|Some of these Facebook memes can sting a little, huh?|
As July comes to a close, I realize that I have made very little progress toward some of my goals. My weight is just about where it was at the end of June. Why? Pain and cheating.
Knee pain continues to keep me from running. While walking and the classes I teach are continuing to improve my cardiopulmonary performance, I'm just not generating the strength and caloric deficits that running would give me. I had my initial visit with a Physical Therapist today. I was happy to discover that he is a runner and a student of running mechanics. We are determined to get me back on the road with more strength and stability to protect my joints from future damage. I could easily have gotten a surgeon who was eager to open me up or a therapist who only cared about getting me back to minimal functioning. Meeting Jeff was a providential match.
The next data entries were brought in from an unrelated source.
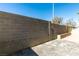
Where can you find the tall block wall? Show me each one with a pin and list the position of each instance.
(19, 32)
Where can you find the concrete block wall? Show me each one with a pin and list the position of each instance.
(19, 32)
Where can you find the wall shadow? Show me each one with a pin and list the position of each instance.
(25, 52)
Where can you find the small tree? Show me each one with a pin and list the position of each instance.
(57, 20)
(70, 24)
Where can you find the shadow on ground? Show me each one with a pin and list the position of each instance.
(25, 52)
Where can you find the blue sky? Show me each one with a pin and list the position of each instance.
(67, 10)
(36, 10)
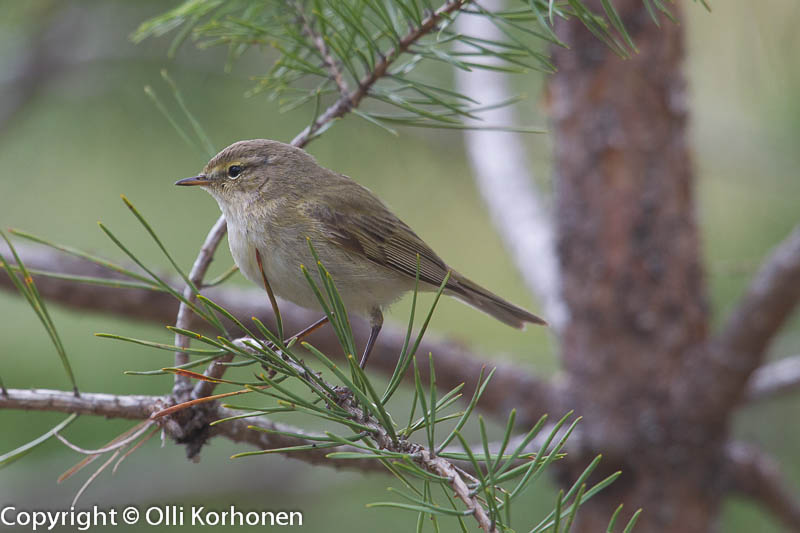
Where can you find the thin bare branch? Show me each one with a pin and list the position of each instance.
(503, 173)
(512, 386)
(774, 379)
(119, 444)
(752, 473)
(184, 320)
(138, 407)
(133, 407)
(740, 346)
(330, 63)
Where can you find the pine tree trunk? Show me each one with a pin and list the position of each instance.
(632, 273)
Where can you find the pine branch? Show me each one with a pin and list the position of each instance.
(140, 407)
(512, 386)
(184, 318)
(351, 100)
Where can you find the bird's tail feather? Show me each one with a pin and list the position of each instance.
(473, 294)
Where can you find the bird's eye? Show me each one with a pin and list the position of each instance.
(234, 171)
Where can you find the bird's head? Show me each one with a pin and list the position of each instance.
(248, 169)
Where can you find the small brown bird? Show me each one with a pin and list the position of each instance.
(274, 196)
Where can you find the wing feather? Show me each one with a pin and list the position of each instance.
(380, 237)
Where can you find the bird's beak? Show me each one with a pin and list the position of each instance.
(202, 179)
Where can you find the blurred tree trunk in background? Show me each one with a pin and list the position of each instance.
(632, 272)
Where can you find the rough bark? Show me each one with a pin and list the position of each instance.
(632, 273)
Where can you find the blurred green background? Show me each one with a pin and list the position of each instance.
(86, 133)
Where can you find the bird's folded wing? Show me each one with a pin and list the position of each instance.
(383, 239)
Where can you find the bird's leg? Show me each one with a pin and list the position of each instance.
(272, 300)
(376, 321)
(305, 332)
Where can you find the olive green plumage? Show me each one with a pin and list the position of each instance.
(274, 196)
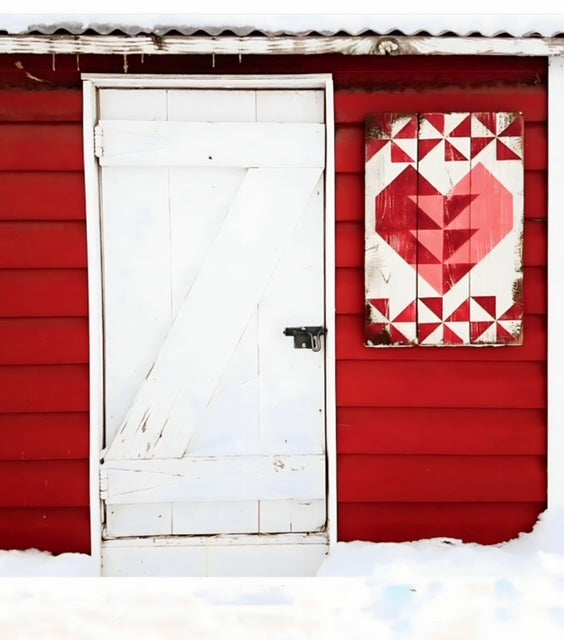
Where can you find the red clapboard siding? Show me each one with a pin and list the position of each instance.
(350, 290)
(44, 436)
(349, 142)
(355, 106)
(41, 147)
(349, 198)
(482, 523)
(40, 106)
(439, 384)
(42, 196)
(42, 244)
(441, 431)
(44, 483)
(43, 292)
(350, 345)
(44, 340)
(54, 529)
(441, 478)
(32, 389)
(350, 244)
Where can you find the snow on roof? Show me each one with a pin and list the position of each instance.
(285, 24)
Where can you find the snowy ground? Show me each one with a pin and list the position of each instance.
(434, 589)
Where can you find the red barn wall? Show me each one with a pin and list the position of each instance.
(431, 441)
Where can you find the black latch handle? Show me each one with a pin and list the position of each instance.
(306, 337)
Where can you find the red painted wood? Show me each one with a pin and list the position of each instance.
(440, 478)
(40, 106)
(485, 523)
(44, 483)
(349, 199)
(349, 142)
(416, 431)
(44, 436)
(467, 385)
(41, 147)
(350, 346)
(44, 341)
(350, 244)
(42, 244)
(356, 106)
(43, 292)
(42, 196)
(34, 389)
(54, 529)
(350, 290)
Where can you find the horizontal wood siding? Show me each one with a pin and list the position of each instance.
(44, 423)
(417, 458)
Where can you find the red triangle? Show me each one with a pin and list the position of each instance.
(477, 329)
(397, 336)
(462, 130)
(502, 335)
(515, 312)
(450, 337)
(453, 239)
(478, 144)
(410, 129)
(435, 305)
(425, 222)
(425, 329)
(454, 205)
(399, 155)
(382, 305)
(515, 128)
(424, 256)
(462, 314)
(452, 273)
(503, 152)
(488, 303)
(427, 145)
(403, 243)
(452, 153)
(437, 120)
(378, 333)
(489, 120)
(409, 314)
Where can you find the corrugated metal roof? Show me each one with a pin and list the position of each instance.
(279, 25)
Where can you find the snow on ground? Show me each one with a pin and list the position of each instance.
(435, 589)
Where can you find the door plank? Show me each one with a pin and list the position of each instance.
(214, 314)
(214, 144)
(202, 479)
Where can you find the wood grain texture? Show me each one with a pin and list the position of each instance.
(445, 431)
(44, 436)
(442, 478)
(483, 523)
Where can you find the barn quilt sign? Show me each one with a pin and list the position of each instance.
(444, 229)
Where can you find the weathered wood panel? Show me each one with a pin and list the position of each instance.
(441, 478)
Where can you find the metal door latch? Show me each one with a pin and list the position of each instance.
(306, 337)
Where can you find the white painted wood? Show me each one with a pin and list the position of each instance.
(218, 144)
(228, 105)
(291, 555)
(138, 520)
(96, 355)
(312, 45)
(555, 279)
(171, 398)
(200, 479)
(201, 518)
(290, 106)
(277, 516)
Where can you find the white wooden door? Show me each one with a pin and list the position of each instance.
(212, 214)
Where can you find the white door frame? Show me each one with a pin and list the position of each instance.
(91, 84)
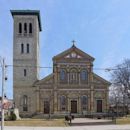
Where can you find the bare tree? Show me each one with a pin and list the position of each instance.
(120, 89)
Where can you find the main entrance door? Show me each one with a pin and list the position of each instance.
(73, 106)
(46, 107)
(99, 105)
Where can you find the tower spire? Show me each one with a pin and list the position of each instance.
(73, 43)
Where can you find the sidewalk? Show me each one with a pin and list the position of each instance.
(101, 127)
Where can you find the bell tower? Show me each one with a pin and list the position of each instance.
(26, 28)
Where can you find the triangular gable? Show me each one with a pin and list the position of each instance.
(100, 80)
(73, 52)
(47, 80)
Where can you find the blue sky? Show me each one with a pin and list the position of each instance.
(101, 28)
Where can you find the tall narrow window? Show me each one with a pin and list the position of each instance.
(73, 76)
(25, 72)
(25, 103)
(20, 27)
(22, 48)
(30, 27)
(25, 27)
(28, 49)
(84, 103)
(63, 103)
(84, 75)
(62, 74)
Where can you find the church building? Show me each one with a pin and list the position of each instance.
(72, 87)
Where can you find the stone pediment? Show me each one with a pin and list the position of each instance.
(73, 53)
(99, 80)
(47, 80)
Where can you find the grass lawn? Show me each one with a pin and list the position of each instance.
(123, 120)
(37, 122)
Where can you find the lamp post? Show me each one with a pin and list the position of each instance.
(2, 62)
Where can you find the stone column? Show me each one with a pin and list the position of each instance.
(55, 102)
(91, 90)
(92, 100)
(37, 100)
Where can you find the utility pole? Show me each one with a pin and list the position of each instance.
(3, 84)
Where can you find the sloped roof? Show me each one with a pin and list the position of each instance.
(100, 79)
(28, 12)
(48, 79)
(73, 48)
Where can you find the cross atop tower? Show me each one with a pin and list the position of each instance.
(73, 43)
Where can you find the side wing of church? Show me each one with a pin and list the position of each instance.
(72, 87)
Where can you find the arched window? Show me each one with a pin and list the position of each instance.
(84, 75)
(22, 48)
(84, 102)
(20, 27)
(63, 103)
(28, 49)
(25, 72)
(73, 76)
(25, 103)
(30, 27)
(25, 27)
(62, 74)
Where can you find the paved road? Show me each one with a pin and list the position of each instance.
(101, 127)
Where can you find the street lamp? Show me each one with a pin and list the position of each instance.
(2, 62)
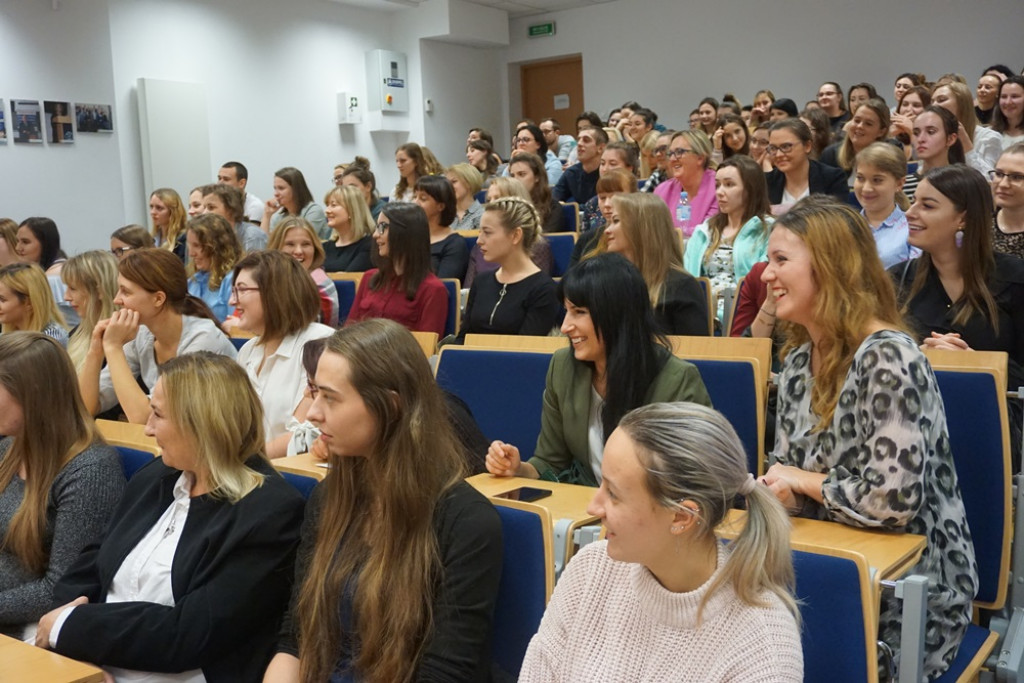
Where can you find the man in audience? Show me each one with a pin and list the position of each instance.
(579, 183)
(833, 102)
(237, 175)
(559, 144)
(225, 201)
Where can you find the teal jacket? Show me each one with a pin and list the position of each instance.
(750, 247)
(564, 420)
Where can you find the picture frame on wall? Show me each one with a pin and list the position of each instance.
(59, 127)
(93, 118)
(25, 121)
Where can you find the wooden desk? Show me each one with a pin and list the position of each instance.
(889, 555)
(567, 505)
(127, 434)
(20, 663)
(303, 464)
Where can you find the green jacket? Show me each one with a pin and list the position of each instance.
(562, 441)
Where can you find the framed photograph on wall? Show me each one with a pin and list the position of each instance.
(25, 122)
(59, 129)
(93, 118)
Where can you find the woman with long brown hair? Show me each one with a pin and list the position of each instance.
(58, 485)
(847, 355)
(399, 559)
(158, 321)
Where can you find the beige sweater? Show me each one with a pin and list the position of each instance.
(612, 622)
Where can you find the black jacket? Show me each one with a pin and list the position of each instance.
(230, 579)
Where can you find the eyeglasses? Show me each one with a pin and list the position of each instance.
(785, 147)
(239, 290)
(1013, 178)
(678, 154)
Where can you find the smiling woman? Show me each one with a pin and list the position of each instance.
(654, 596)
(297, 238)
(847, 355)
(617, 360)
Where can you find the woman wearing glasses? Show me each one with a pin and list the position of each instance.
(401, 288)
(158, 321)
(1008, 187)
(693, 173)
(797, 175)
(275, 299)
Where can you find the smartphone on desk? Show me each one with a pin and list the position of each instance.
(524, 494)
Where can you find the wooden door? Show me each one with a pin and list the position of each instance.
(553, 89)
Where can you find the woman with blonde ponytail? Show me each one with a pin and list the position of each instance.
(662, 595)
(518, 298)
(861, 434)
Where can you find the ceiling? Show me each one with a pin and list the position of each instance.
(513, 7)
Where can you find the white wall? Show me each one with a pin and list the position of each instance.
(669, 54)
(271, 71)
(62, 55)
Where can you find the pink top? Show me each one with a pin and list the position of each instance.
(702, 207)
(426, 312)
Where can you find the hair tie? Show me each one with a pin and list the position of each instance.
(749, 483)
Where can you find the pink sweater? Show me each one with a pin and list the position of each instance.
(612, 622)
(702, 207)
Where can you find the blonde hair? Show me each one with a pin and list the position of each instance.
(298, 222)
(225, 427)
(39, 376)
(95, 272)
(469, 175)
(691, 453)
(510, 187)
(854, 290)
(176, 220)
(355, 206)
(888, 159)
(218, 239)
(515, 212)
(29, 284)
(646, 222)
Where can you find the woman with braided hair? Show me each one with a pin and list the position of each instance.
(518, 298)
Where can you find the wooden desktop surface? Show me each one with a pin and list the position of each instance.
(566, 501)
(303, 464)
(22, 663)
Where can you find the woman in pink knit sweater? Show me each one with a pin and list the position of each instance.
(660, 598)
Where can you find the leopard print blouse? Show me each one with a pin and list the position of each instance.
(888, 462)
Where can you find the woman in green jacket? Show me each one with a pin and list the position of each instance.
(616, 361)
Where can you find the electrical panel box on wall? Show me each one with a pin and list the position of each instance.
(349, 109)
(387, 81)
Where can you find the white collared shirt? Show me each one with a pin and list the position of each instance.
(282, 380)
(144, 575)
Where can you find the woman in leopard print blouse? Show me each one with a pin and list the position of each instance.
(861, 434)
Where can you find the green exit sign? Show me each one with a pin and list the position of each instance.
(539, 30)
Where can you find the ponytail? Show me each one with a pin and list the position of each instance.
(691, 453)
Oh, yeah... calories. At the same time that I'm not burning enough fuel, I've been keeping the tank filled to overflowing... or at least to the break-even point. In spite of the fact that my mental health is as good as it has been in years, (or maybe ever), I've been doing quite a bit of cheating: nervous eating. Or maybe a better word is "mindless" eating You know, the chips you munch while watching Netflix. The cookies you take with you to your favorite reading chair. The meatloaf sandwich that's on my desk right now as I'm typing this. Cheating episodes are a lot like telling lies: after the first one, they just keep getting easier to do.
I've done well eliminating one toxic influence a week from my life: Pop, Dairy Queen. Candy. Computer games. It may be time to add "eating on the go" to that list. Time to move meals from the desk or the bed to the dinner table. Maybe nutrition is too important for multitasking.
As I alluded to earlier, one area where I have made encouraging progress is my inner life: spiritually, mentally, and emotionaly. I have embraced the discipline of daily prayers, and am reading or writing nearly every day. I am learning that I am not quite as socially clumsy as I thought; people often enjoy my company, and I enjoy theirs. Maybe most importantly,I am practicing the skills I need in order to accept and make room for negative feelings without allowing them to stop me from living a rich and fulfilling life.
So, no, the weight isn't where I'd like it to be, but I'm very happy about the foundation I'm building during #reboot2014. My hope is that by staying on course on the inside, the outside won't fall apart as easily as it has in the past.
I have much to celebrate about July, and much work still to be done in August. Today, I'm just about the best Pennsy I've ever been. I'm grateful and excited to discover what the Dog Days have to teach me.